Probation proposals attacked as perverse


Home Affairs Correspondent.

Plans to scrap university-based training for probation officers were yesterday described as "perverse, doctrinaire and counter-productive".

The heads of the country's universities warned that to reduce the knowledge and skills of the service could lead to a "considerable risk" to the public.

Their attack on Michael Howard, the Home Secretary, comes only a day after a senior High Court judge said the decision to opt for on-the-job training was the equivalent of pointing a pistol at the head of the probation service.

Mr Justice Garland warned that the proposals would reduce standards among a profession which handles vital work with offenders - including supervision of serious offenders like murderers and rapists when they leave prison.

The criticisms coincide with a lobby of Parliament by 1,400 probation officers who claim the Government is destroying the service's professionalism.

In one of the most radical shake-ups of the service, Mr Howard plans to scrap the social work diploma and instead tailor training to suit the needs of individual recruits. Ministers hope this will attract more former members of police and the armed forces as part of a move to harden the service's practices and image.

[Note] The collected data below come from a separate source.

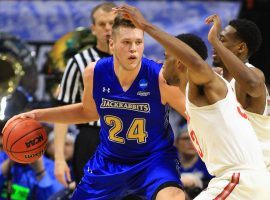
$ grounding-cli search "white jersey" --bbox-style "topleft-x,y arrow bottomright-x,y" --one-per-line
230,63 -> 270,116
186,76 -> 266,177
230,63 -> 270,171
246,112 -> 270,170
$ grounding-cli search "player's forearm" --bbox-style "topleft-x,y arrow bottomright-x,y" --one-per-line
212,40 -> 263,96
143,22 -> 206,72
33,103 -> 94,124
54,123 -> 68,160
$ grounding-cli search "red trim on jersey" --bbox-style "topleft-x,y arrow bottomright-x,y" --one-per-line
214,173 -> 240,200
189,130 -> 203,158
237,106 -> 248,119
186,112 -> 190,123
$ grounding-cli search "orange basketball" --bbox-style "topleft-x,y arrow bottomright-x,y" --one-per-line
2,118 -> 47,164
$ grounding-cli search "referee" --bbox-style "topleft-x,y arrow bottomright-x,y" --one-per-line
54,2 -> 116,186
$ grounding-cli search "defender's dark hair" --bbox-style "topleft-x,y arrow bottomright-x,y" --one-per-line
176,33 -> 208,60
112,15 -> 136,31
91,2 -> 116,24
229,19 -> 262,57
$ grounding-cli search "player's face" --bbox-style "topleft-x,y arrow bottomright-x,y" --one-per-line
162,52 -> 179,86
213,25 -> 243,67
111,27 -> 144,71
91,9 -> 116,46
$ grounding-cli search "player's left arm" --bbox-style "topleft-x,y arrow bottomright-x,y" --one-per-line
159,70 -> 186,118
206,14 -> 265,98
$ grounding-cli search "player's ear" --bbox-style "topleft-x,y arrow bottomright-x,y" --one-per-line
109,38 -> 114,51
238,42 -> 247,53
91,24 -> 96,36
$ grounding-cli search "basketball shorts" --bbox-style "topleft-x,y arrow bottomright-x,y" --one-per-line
71,148 -> 183,200
194,169 -> 270,200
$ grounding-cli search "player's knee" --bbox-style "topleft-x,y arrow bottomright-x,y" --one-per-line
155,186 -> 185,200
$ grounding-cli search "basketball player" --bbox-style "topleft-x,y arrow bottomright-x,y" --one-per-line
54,2 -> 116,186
4,16 -> 186,200
206,14 -> 270,171
113,4 -> 270,199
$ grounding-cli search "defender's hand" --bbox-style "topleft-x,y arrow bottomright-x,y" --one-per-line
113,4 -> 148,30
205,14 -> 222,45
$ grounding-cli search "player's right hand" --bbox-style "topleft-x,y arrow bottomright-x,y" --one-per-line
2,111 -> 36,134
205,14 -> 222,45
54,159 -> 71,187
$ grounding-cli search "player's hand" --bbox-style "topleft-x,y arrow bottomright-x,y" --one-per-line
54,159 -> 71,187
113,4 -> 148,30
2,111 -> 36,134
205,14 -> 222,45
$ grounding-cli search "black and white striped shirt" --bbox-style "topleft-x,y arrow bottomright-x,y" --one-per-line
58,46 -> 110,127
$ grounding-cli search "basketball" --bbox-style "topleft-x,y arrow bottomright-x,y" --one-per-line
2,118 -> 47,164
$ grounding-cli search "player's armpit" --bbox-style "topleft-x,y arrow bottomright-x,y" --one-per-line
159,72 -> 186,118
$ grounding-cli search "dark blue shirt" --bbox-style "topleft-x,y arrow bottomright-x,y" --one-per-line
0,152 -> 63,200
181,157 -> 213,183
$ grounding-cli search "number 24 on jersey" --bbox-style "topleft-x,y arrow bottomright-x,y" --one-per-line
104,115 -> 148,144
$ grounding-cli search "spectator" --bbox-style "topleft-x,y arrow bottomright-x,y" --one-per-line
175,124 -> 212,198
0,135 -> 63,200
46,130 -> 75,163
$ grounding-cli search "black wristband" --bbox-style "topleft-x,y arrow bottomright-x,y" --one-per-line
35,169 -> 45,176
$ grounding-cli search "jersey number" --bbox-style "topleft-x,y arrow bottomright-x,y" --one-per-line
189,130 -> 204,158
104,115 -> 148,144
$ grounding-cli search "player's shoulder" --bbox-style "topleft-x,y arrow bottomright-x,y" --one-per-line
94,56 -> 113,71
246,63 -> 265,81
142,57 -> 163,74
85,56 -> 112,75
252,67 -> 265,82
98,56 -> 113,63
142,57 -> 162,66
84,61 -> 97,79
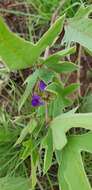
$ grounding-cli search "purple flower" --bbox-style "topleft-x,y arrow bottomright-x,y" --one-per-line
31,94 -> 44,107
39,80 -> 47,91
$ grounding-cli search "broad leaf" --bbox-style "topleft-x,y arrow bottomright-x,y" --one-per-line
0,15 -> 65,70
48,96 -> 64,117
80,94 -> 92,113
47,83 -> 75,117
39,68 -> 54,83
74,5 -> 92,19
64,6 -> 92,51
58,132 -> 92,190
45,61 -> 78,73
46,82 -> 77,113
46,82 -> 63,96
51,112 -> 92,150
63,83 -> 79,96
0,16 -> 35,70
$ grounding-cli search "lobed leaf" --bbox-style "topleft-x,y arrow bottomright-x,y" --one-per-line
58,132 -> 92,190
74,5 -> 92,19
51,112 -> 92,150
64,6 -> 92,51
0,15 -> 65,70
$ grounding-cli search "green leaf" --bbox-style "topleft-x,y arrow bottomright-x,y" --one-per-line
0,177 -> 30,190
18,70 -> 39,111
36,15 -> 65,49
65,106 -> 78,114
43,46 -> 76,65
20,138 -> 39,185
46,82 -> 79,99
51,112 -> 92,150
0,15 -> 65,70
63,97 -> 73,107
80,94 -> 92,113
65,15 -> 92,51
48,95 -> 73,118
42,129 -> 53,174
31,149 -> 39,190
21,139 -> 33,160
47,83 -> 75,117
58,132 -> 92,190
74,5 -> 92,19
84,47 -> 92,56
46,61 -> 78,73
39,68 -> 54,84
46,82 -> 63,96
55,149 -> 62,165
0,16 -> 35,70
63,83 -> 79,96
48,96 -> 64,117
20,138 -> 36,161
15,119 -> 37,145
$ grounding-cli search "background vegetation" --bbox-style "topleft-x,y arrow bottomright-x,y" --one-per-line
1,0 -> 92,190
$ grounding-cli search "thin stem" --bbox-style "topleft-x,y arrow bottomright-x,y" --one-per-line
51,0 -> 67,24
46,173 -> 54,190
37,179 -> 44,190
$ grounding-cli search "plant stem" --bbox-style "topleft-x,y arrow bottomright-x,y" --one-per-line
46,173 -> 54,190
37,179 -> 44,190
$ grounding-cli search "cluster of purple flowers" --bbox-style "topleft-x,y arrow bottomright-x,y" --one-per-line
31,80 -> 46,107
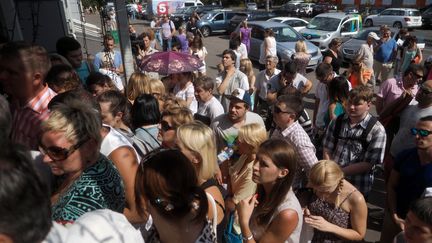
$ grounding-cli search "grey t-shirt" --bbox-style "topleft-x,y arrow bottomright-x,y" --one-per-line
217,70 -> 249,112
211,111 -> 265,151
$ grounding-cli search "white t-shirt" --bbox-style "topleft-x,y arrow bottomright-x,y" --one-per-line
100,125 -> 140,161
259,36 -> 277,64
197,96 -> 224,121
174,82 -> 198,114
255,68 -> 281,100
191,47 -> 208,73
239,43 -> 248,59
217,70 -> 249,111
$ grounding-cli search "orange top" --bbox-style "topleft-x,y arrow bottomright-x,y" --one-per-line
348,69 -> 372,88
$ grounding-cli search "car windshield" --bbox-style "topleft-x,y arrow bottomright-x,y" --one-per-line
231,14 -> 248,21
270,19 -> 283,23
407,10 -> 421,16
354,29 -> 394,40
273,26 -> 301,42
307,17 -> 340,31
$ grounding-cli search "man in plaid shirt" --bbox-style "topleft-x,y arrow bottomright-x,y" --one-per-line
323,86 -> 386,196
271,94 -> 318,189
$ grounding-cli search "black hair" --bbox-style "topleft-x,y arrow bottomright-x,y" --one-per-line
222,49 -> 236,62
315,62 -> 333,80
48,88 -> 100,113
131,94 -> 161,129
0,144 -> 52,243
56,36 -> 82,57
135,149 -> 208,223
283,61 -> 297,75
45,64 -> 81,92
409,197 -> 432,225
0,95 -> 11,145
277,94 -> 304,120
420,116 -> 432,122
86,72 -> 114,88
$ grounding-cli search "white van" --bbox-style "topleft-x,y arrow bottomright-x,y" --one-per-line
184,0 -> 204,7
299,12 -> 362,51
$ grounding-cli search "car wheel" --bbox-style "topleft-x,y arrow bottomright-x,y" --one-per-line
393,21 -> 402,29
201,26 -> 211,37
365,19 -> 373,27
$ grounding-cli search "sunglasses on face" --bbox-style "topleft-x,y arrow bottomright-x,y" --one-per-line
273,106 -> 291,114
39,138 -> 88,162
160,120 -> 174,132
410,128 -> 432,137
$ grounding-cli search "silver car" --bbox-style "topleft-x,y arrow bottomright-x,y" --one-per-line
341,27 -> 425,63
235,21 -> 322,69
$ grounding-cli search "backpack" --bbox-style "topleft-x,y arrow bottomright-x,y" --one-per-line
332,114 -> 378,151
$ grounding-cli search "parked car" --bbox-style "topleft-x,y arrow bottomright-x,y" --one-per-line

Mr Howard said: "I propose to sweep away the barriers to the recruitment of people who have relevant skills and experience to offer but who lack the social work diploma qualification which is at present required by the law."

But yesterday the committee of vice-chancellors and principals, said the two-year university- based training was "a relatively short time" in which to acquire the necessary legal, criminal and social policy knowledge base as well as the professional and practical skills required.

"Probation work demands strong critical intellectual skills in order to deal with high-risk offenders and with the increasing knowledge required with so much new legislation."

They also pointed out that the plans contradict the findings of a Home Office review which found that the service was "very effective in the training and recruitment methods it employs".

Dr Kenneth Edwards, chairman of the committee said: "These plans are perverse, doctrinaire and counter productive." The Government was ignoring its own research in pursuit of cost savings that "are probably illusory".